Vortices and nanostructured superconductors

This book provides expert coverage of modern and novel aspects of the study of vortex matter, dynamics, and pinning in nanostructured and multi-component superconductors. Vortex matter in superconducting materials is a field of enormous beauty and intellectual challenge, which began with the theoretical prediction of vortices by A. Abrikosov (Nobel Laureate). Vortices, vortex dynamics, and pinning are key features in many of today's human endeavors: from the huge superconducting accelerating magnets and detectors at the Large Hadron Collider at CERN, which opened new windows of knowledge on the universe, to the tiny superconducting transceivers using Rapid Single Flux Quanta, which have opened a revolutionary means of communication. In recent years, two new features have added to the intrinsic beauty and complexity of the subject: nanostructured/nanoengineered superconductors, and the discovery of a range of new materials showing multi-component (multi-gap) superconductivity. In this book, leading researchers survey the most exciting and important recent developments in the field. Topics covered include: the use of scanning Hall probe microscopy to visualize interactions of a single vortex with pinning centers; Magneto-Optical Imaging for investigating what vortex avalanches are, why they appear, and how they can be controlled; and the vortex interactions responsible for the second magnetization peak. Other chapters discuss nanoengineered pinning centers of vortices for improved current-carrying capabilities, current anisotropy in cryomagnetic devices in relation to the pinning landscape, and the new physics associated with the discovery of new superconducting materials with multi-component superconductivity. The book offers something for almost everybody interested in the field: from experimental techniques to visualize vortices and study their dynamics, to a state-of-the-art theoretical microscopic approach to multicomponent superconductivity.

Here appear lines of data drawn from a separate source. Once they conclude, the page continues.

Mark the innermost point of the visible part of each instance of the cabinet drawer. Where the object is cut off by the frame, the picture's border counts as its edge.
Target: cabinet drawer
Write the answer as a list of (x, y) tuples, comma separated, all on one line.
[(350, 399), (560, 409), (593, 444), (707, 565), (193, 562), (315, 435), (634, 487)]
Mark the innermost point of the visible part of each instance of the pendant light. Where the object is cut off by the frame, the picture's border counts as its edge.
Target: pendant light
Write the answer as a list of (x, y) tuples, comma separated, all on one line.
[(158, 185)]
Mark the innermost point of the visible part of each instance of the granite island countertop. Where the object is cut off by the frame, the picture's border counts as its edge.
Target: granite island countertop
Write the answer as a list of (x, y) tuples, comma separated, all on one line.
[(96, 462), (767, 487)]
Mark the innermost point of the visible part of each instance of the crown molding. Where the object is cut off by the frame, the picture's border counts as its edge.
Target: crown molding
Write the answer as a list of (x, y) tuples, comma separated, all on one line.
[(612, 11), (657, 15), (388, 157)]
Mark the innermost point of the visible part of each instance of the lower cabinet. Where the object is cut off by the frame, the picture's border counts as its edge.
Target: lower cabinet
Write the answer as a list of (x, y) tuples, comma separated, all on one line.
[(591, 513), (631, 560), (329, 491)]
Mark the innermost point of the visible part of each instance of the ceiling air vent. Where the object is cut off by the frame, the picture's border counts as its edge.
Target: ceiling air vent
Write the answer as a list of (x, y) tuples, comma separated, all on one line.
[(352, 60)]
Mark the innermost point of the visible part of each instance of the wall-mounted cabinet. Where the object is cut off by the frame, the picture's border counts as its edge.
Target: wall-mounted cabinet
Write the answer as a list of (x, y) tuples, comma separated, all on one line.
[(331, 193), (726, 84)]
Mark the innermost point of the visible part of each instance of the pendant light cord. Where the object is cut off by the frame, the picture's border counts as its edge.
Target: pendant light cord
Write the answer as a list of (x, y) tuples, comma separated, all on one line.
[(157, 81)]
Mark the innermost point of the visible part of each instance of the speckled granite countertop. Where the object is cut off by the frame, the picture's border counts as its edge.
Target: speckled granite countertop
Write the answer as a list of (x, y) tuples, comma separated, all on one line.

Preface.- 1 Vortex Deformation Close to a Pinning Center.- 2 Pinning-Engineered YBa2Cu3Ox Thin Films.- 3 Chemically and Mechanically Engineered Flux Pinning for Enhanced Electromagnetic Properties of MgB2.- 4 Critical current anisotropy in relation to the pinning landscape.- 5 Vortex avalanches in superconductors visualized by Magneto-Optical Imaging.- 6 Behavior of the second magnetization peak in self-nanostructured La2-xSrxCuO4 single crystals.- 7 Emergence of an interband phase difference and its consequences in multiband superconductors.- 8 Fluctuation modes in multi-gap superconductors.